Invoquer le système pour mêler, ou même intervertir les intérêts des différentes classes sociales, que l’on soit de gauche ou de droite, ne devrait malgré tout pas servir d’excuse quand il s’agit de relever le pays dans un secteur défini. Car faire partie d’un parti politique, c’est aussi respecter les idées de celui-ci, et cela devrait être encore plus le cas lorsqu’on est Président de la République ou Premier Ministre. Ce n’est pourtant pas ce que semble vouloir faire Manuel Valls lorsqu’il répète à tort et à travers qu’il faut « dépasser les clivages républicains » au moment du vote d’une loi. La ministre du travail a pris ces paroles à la lettre, et s’est transformée en lèche-bottes des patrons avec sa réforme du travail. Etrangement (ou pas), on accuse plus souvent la gauche de faire un politique de droite que la droite de faire une politique de gauche. Cela est peut-être dû à des revendications plus fortes de la part des électeurs, qui vont placer plus d’attentes dans un Président se présentant comme socialiste, que dans la personne d'un chef d’Etat chez qui l’on sait pertinemment que le social n’est pas la tasse de thé. Le peuple élit donc un candidat de gauche pour contrer les intérêts des classes dominantes, puis se rend compte que cela ne change rien, et se retourne vers la droite lors des élections suivantes.
 

Extrêmement votre

Les mandats de Nicolas Sarkozy et de François Hollande ont fait apparaître des comportements politiques assez peu conventionnels chez une partie de la population active. Les commentaires tels que « tous les mêmes », « tous corrompus », ou encore la mise en avant du clivage UMPS par des observateurs et des personnalités politiques pas toujours fréquentables ont ainsi permis au Front National de transformer le bipartisme en tripartisme, et d’espérer influer dans les futures élections plus encore que Jean-Marie Le Pen ne l’avait fait en 2002. Lorsque l’extrême monte, c’est toujours le signe d’un dysfonctionnement à l’intérieur même des formations politiques habituellement dominantes.

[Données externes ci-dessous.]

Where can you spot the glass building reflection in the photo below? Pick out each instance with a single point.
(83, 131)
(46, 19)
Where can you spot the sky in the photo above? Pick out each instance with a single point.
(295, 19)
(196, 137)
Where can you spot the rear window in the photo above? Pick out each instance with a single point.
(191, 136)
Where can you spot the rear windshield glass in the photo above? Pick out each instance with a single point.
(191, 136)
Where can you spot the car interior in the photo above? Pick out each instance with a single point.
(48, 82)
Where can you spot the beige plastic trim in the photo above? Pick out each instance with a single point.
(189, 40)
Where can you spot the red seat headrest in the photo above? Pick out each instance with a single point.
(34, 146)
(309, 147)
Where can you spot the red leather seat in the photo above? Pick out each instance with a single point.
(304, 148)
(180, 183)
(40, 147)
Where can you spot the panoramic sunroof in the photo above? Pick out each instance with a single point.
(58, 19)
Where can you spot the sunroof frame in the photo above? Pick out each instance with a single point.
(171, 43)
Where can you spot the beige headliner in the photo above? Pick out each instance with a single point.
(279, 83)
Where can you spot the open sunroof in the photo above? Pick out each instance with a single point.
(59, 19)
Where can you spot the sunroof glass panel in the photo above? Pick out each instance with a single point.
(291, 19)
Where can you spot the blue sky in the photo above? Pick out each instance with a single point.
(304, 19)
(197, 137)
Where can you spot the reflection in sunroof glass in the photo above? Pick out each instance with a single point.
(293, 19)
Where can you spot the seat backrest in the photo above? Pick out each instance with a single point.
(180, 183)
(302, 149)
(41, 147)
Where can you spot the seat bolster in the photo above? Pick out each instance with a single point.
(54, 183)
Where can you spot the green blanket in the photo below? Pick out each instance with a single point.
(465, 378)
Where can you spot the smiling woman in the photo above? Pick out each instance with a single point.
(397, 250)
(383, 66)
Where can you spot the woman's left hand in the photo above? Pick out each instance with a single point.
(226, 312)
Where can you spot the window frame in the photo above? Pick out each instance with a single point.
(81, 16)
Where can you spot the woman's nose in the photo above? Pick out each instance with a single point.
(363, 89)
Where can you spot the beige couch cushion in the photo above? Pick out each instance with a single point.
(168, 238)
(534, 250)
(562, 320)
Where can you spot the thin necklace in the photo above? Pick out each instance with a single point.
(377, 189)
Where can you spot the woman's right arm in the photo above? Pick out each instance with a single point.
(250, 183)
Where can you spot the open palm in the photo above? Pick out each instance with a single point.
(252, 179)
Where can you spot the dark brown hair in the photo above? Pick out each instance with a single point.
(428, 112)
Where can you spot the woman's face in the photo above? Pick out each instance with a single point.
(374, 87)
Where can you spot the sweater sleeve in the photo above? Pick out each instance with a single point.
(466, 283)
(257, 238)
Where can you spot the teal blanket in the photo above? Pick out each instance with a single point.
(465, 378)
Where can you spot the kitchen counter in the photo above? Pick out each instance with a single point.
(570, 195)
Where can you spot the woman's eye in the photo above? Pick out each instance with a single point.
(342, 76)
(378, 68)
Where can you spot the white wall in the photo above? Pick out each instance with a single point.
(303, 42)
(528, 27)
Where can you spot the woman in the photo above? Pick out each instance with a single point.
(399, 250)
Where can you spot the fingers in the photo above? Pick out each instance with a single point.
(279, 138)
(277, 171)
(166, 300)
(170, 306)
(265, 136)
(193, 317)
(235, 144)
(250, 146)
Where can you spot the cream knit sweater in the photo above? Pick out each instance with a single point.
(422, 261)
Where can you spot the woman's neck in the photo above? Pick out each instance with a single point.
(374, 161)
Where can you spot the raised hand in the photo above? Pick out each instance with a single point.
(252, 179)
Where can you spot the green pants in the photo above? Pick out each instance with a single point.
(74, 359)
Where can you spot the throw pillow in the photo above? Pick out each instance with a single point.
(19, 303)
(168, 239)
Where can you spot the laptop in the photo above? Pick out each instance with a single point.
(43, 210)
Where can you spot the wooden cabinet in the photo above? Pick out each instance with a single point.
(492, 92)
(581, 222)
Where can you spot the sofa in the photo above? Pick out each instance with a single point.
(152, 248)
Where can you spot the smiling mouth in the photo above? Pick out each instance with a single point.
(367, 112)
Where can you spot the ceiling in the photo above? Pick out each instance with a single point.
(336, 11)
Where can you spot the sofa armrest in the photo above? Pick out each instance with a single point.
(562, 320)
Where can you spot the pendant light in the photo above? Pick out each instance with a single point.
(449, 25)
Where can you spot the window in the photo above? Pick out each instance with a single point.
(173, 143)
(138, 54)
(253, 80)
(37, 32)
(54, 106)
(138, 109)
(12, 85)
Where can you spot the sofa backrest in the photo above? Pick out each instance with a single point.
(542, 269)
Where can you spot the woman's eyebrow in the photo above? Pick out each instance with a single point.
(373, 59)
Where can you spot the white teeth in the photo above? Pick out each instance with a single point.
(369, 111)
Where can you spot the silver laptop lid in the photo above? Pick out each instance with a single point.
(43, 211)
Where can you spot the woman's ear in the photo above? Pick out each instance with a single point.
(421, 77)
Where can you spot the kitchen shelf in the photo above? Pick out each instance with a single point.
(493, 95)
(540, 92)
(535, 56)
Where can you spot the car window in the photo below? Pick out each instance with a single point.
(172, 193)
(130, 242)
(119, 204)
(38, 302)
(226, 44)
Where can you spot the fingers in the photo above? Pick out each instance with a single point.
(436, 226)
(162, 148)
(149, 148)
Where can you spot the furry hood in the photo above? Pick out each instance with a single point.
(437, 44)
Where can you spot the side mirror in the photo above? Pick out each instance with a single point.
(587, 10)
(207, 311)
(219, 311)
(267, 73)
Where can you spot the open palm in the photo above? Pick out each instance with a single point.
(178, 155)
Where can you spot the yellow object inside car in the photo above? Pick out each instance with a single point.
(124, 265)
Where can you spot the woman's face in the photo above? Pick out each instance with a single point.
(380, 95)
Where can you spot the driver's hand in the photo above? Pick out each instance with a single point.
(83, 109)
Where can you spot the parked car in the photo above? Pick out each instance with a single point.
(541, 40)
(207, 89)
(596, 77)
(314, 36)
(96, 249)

Aujourd’hui, celles-ci n’arrivent plus à faire passer des messages que les Français peuvent croire, contrairement au FN qui, lui, use de grandes phrases et de promesses électorales extrêmement radicales et dénuées de bon sens, séduisant tous les déçus du système à la recherche d’une solution miracle.
Si le clivage gauche-droite n’est plus ce qu’il était, c’est aussi parce que les générations de politiques commencent à lasser. Pour preuve, Emmanuel Macron est un des hommes de gauche bénéficiant de la plus forte côte de popularité, des dizaines de points au-dessus de son président et de son Premier ministre. Alain Juppé contre de son côté cette pensée en étant, à droite, le chouchou des Français, et de loin. On a donc d’un côté la jeunesse, de l’autre une longue absence des cercles dirigeants du pays, pour, au final, un résultat équivalent au niveau des chiffres.
Pour remettre en place l’échiquier politique et lui permettre de retrouver son aspect d’antan, il n’existe pas vraiment de remède garanti sans effets secondaires, mais, pour commencer son rétablissement, il faudrait commencer par croire en ses propres idées sans tenter de réaliser celles des autres. Cela suffirait au moins à prouver que l’on peut encore parler de valeurs sans prononcer un gros mot.